Mit Mutmassungen wuchern
Kriegsparteien werfen einander naturgemäss Desinformationsmanöver vor. Wie ein anderer Psychoanalytiker – Sigmund Freud – schreibt, monopolisiert der Staat im Krieg das Recht auf Gewalt und Lüge. Er «fordert das Äusserste an Gehorsam und Aufopferung von seinen Bürgern, entmündigt sie aber dabei durch ein Übermass von Verheimlichung (…), welche die Stimmung der intellektuell so Unterdrückten wehrlos macht gegen (…) jedes wüste Gerücht». Wie soll sich die Kriegsberichterstattung verhalten? Wenn man schon nichts Genaues weiss, kann man immerhin mit Mutmassungen wuchern.
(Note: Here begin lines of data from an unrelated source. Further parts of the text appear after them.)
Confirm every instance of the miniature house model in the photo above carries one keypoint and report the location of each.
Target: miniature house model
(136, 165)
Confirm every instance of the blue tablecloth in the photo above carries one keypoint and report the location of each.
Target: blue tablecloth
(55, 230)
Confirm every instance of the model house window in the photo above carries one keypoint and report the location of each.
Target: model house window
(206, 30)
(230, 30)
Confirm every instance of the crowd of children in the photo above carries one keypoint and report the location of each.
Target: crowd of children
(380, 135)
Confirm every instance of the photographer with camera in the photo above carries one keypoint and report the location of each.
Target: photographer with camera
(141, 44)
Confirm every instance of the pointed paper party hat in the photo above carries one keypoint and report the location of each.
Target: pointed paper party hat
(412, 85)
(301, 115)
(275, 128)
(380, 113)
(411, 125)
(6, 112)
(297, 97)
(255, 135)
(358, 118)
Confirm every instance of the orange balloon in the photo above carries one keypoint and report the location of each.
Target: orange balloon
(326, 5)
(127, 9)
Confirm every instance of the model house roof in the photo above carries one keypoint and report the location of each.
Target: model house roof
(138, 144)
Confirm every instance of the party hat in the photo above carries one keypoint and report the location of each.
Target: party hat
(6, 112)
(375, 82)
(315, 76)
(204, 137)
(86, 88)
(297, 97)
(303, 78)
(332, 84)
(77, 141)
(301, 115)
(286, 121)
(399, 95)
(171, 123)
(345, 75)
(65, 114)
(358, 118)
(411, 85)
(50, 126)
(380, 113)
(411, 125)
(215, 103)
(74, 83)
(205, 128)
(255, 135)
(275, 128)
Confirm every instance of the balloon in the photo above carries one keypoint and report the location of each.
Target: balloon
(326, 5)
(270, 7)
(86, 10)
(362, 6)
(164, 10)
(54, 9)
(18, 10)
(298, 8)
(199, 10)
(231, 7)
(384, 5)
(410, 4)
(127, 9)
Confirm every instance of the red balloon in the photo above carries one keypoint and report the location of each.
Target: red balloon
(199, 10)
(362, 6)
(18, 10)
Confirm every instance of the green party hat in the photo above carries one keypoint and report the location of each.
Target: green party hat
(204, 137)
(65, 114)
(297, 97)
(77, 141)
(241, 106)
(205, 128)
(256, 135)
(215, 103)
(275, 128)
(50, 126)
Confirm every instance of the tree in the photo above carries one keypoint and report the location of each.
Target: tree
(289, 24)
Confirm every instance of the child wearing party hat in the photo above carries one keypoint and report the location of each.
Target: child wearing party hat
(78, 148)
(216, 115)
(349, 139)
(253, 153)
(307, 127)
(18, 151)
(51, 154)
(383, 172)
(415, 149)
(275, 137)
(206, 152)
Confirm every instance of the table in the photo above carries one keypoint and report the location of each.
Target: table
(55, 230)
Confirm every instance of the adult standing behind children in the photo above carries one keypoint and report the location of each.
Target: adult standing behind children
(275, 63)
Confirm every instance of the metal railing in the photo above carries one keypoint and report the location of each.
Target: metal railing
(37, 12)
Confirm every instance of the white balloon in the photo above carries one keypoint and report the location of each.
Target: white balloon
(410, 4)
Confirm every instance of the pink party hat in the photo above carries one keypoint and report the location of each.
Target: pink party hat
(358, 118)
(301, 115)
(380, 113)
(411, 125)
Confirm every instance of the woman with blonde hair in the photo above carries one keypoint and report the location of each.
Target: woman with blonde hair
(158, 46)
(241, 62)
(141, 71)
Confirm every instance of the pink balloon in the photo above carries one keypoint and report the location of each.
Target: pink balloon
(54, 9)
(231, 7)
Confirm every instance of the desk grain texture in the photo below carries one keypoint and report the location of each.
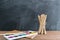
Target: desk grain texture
(51, 35)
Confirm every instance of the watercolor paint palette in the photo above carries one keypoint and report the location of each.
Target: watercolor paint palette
(19, 35)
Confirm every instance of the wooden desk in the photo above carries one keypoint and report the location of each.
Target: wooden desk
(51, 35)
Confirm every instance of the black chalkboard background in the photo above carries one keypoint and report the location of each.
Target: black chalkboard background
(22, 14)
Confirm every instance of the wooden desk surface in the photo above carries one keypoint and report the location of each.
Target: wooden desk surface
(51, 35)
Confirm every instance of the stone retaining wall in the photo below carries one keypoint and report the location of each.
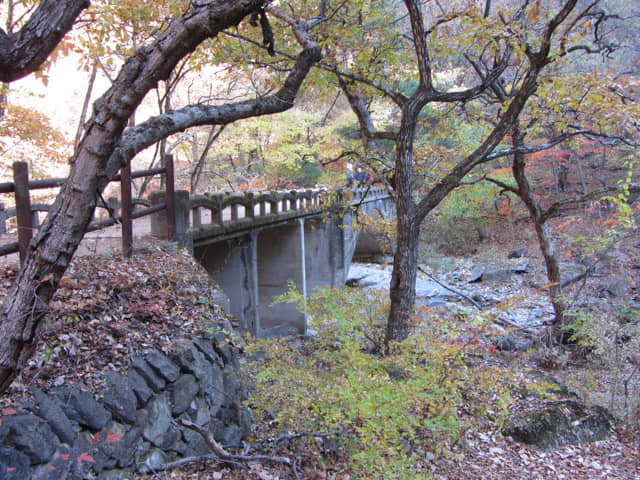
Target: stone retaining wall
(132, 425)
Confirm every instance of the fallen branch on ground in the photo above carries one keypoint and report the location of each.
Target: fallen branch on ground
(451, 289)
(223, 455)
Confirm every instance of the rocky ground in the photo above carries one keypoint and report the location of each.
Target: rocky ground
(108, 307)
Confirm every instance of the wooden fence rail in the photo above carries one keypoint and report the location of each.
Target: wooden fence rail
(26, 213)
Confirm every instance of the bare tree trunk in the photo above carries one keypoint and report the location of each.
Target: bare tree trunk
(85, 105)
(544, 237)
(57, 239)
(402, 290)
Man bleibt in diesem Sinn «neutral». Aber Informationen im Mutmassungsmodus tragen zur Ungewissheitslage von uns Nicht-Kombattanten bei. Und vor allem dann, wenn die Informationen sich als falsch erweisen – was jederzeit der Fall sein kann –, setzen die Medien ihre Vertrauenswürdigkeit aufs Spiel. Das ständige Bombardement durch News von der Kriegsfront stumpft ab. «Russisches Militär meldet Tötung von 360 ukrainischen Soldaten», «Russische Raketen treffen Selenskis Heimatstadt» – «Gerüchte» unter anderen? Man will schon gar nichts mehr hören. Es gibt auch eine Betroffenheitserschöpfung.
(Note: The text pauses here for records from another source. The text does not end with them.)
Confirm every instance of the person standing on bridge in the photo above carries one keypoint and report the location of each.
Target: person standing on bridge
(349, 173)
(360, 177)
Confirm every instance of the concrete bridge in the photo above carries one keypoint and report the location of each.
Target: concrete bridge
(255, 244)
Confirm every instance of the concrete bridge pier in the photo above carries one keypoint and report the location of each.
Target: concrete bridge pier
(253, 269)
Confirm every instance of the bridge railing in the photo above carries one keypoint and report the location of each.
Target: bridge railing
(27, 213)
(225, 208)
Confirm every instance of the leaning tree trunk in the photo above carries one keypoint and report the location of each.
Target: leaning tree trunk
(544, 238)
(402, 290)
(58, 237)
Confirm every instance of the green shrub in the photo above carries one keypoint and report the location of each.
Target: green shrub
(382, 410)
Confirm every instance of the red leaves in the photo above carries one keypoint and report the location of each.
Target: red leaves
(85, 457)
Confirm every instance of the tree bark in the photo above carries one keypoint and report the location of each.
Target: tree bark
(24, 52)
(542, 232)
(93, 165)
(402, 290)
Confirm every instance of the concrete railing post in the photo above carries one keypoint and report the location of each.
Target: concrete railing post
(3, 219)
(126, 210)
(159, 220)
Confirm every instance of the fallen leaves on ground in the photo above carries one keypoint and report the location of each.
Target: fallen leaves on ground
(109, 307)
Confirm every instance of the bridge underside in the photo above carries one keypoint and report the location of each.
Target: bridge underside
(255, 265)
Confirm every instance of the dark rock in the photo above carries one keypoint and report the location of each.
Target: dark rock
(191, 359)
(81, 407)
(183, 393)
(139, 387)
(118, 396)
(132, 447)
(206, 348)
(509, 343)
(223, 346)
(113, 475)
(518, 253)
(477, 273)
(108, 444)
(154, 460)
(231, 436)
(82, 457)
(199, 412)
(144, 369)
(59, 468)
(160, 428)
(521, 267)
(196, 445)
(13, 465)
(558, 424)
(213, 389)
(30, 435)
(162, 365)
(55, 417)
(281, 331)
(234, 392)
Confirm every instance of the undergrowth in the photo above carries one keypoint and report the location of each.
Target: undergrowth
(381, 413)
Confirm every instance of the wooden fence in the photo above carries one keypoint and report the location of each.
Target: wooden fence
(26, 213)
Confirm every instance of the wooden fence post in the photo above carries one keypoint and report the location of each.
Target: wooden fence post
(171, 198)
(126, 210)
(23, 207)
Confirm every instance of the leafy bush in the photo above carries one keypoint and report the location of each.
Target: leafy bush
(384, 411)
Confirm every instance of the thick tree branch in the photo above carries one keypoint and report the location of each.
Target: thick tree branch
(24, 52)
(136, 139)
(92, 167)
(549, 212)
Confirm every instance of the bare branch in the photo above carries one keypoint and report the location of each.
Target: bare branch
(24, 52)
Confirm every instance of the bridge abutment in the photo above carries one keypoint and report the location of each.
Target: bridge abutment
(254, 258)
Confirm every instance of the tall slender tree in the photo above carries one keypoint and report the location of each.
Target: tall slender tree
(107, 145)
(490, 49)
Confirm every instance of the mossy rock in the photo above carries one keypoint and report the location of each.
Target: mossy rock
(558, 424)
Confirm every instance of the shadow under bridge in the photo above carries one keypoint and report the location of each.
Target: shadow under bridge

Nachrichtendiät als Gebot der Stunde
Soll man also keine Nachrichten mehr hören? Natürlich nicht! Aber eine Lektion des grossen Kriegstheoretikers Clausewitz wäre zu beherzigen: Nirgendwann sind die Ereignisse unvorhersehbarer als in Kriegszeiten: «Ein grosser Teil der Nachrichten, die man im Kriege bekommt, ist widersprüchlich, ein noch grösserer Teil ist falsch und bei weitem der grösste einer ziemlichen Ungewissheit unterworfen. Was man hier vom Offizier fordern kann, ist ein gewisses Unterscheiden, was nur Sach- und Menschenkenntnis und Urteil geben können.»
Auch von uns Nicht-Kombattanten wäre ein solches Unterscheidungs- und Urteilsvermögen gefordert. Woran aber sollen wir dieses Vermögen wetzen, wenn die Faktenlage ungewiss ist? Zur Ungewissheit trägt nicht ein Mangel an Information bei, sondern ein Übermass. Krieg verunklärt alles. Gerade die Berichterstattung. Sie ist die Fortsetzung des Kriegs mit anderen Mitteln. Es gibt, anders gesagt, zwei Kriege: den realen und den medialen. Zum Beenden des realen können wir traurigerweise wenig beitragen. Mehr dagegen zum Beenden des medialen. Letzterer – inklusive Verschwörungstheorien – gedeiht auf den Gerüchten wie Saprophyten auf dem Kot. Die tägliche Überdosis an Information richtet uns ab zu überreizten, «ver-twitterten» News-Allesfresssern. Womit wir an den Anfang zurückgekehrt sind, zum Motto «More Coverage». Nachrichtendiät wäre das Gebot der Stunde. Ziemlich sicher ein ungehörtes.